I'm not going to gain back 5 or 10 pounds with one day of overeating, so there's no sense beating myself up over it. I need to learn something from my actions and behaviors and try to change my behavior next time (if appropriate).

PROGRESS, NOT PERFECTION!

Jelma
04-11-2011, 03:37 PM
I really wish I would have taken measurements.

One bad meal doesn't have to turn into a bad day, a bad week, a bad month. That's how I ended up where I started.

Even if the scale doesn't move you are still making progress.

Lydia227
04-11-2011, 03:38 PM
That weight training would change my life and I would look far better 20lbs heavier with heavy lifting and cardio intervals. That focusing on gaining athletic strength, rather than weight loss, would bring better body composition results. And that healthier alternatives taste just as good.

Same here. :yes:

In addition...that I would feel much more satisfied with a snack that pared a good portion of real protein (already prepared and waiting in the fridge) with an appropriate carb.

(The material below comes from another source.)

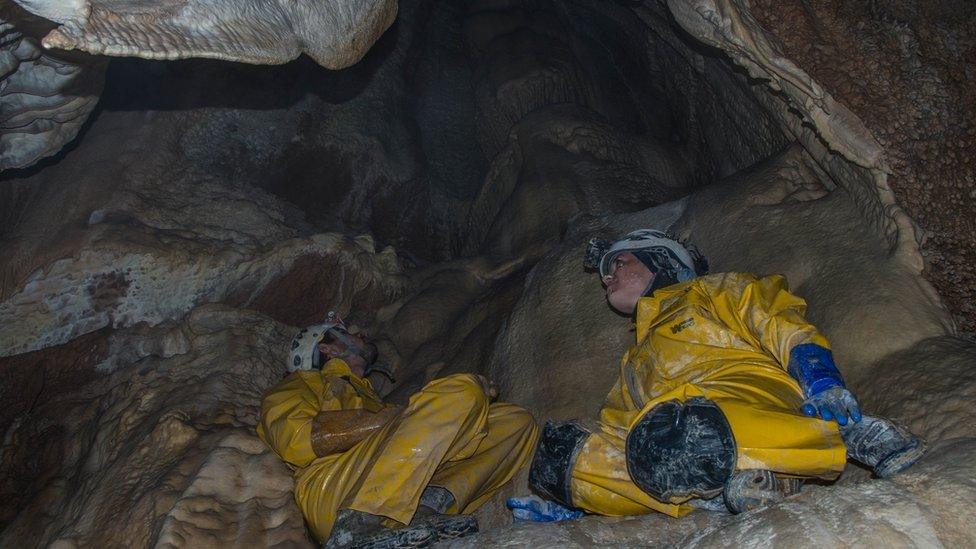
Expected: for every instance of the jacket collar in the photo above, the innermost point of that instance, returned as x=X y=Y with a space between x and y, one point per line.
x=649 y=307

And the question...does this food/behavior bring me closer or take me farther away from my goal?

serendipity907
04-11-2011, 04:12 PM
Since I really started dieting age 12, there was a tonne of things I didn't know. I wasn't even sure how many calories a person should be eating to maintain or lose weight. Not the best starting point for healthy habits :p

Mostly I just wish I'd known if you just eat roughly 2000 calories and remain active you'll be just fine.

berryblondeboys
04-11-2011, 04:38 PM
I wish I would have known not to fear the truth. I waited for YEARS to get my health checked on and in the meantime I developed high BP, high blood sugars and an under active thyroid. Now that I've faced the music, I am dealing with it and it is ever so much easier than I thought it would be. Giving up the carbs was so much easier than I ever thought it possible which to me is the biggest thing I would have known. I won't feel deprived without simple carbs!

supergir111
04-11-2011, 04:40 PM
Serving sizes are there for a reason, pasta is not meant to be consumed by the plate load
Losing weight is a marathon not a sprint
I can't go back to my old eating habits ever again...this is not a bad thing

eclipse
04-11-2011, 04:45 PM
I would tell myself that 1200 calories is nowhere near enough for someone who weighs almost 300 lb, no matter what the experts say.

I would tell myself not to worry about exercise. I know this is contrary to what others have said about things like weight training changing their lives, but I needed to focus on one thing. I also needed my health to get better before I could really focus on moving more.

I would tell myself to get on a good anti-depressant much, much sooner.

I would tell myself to just keep doing it. That's the most important part. Eat some birthday cake if you want some freaking birthday cake, but don't let it be the end of a good streak.

milmin2043
04-11-2011, 05:19 PM
Eat soup. It is very filling.

Exercise everyday.

Weight lifting makes you look so much better, regardless of weight.

I don't need to eat sugar. (I honestly thought I would feel so deprived if I didn't eat sugar, guess what? I don't).

Being hungry once in a while won't kill me.

doopdoop
04-11-2011, 05:23 PM
Tell myself: "Don't limit yourself, just because you are overweight. Losing weight will not magically change who you are, and it is better to adopt healthy thought patterns now so that you do not become overly dependent and obsessed with image."

JohnP
04-11-2011, 05:28 PM
I would have told my 30 year self to get started right away. I was working so many hours I couldn't find time to exercise. Little did I know exercise is not the key to weight loss. Calories are.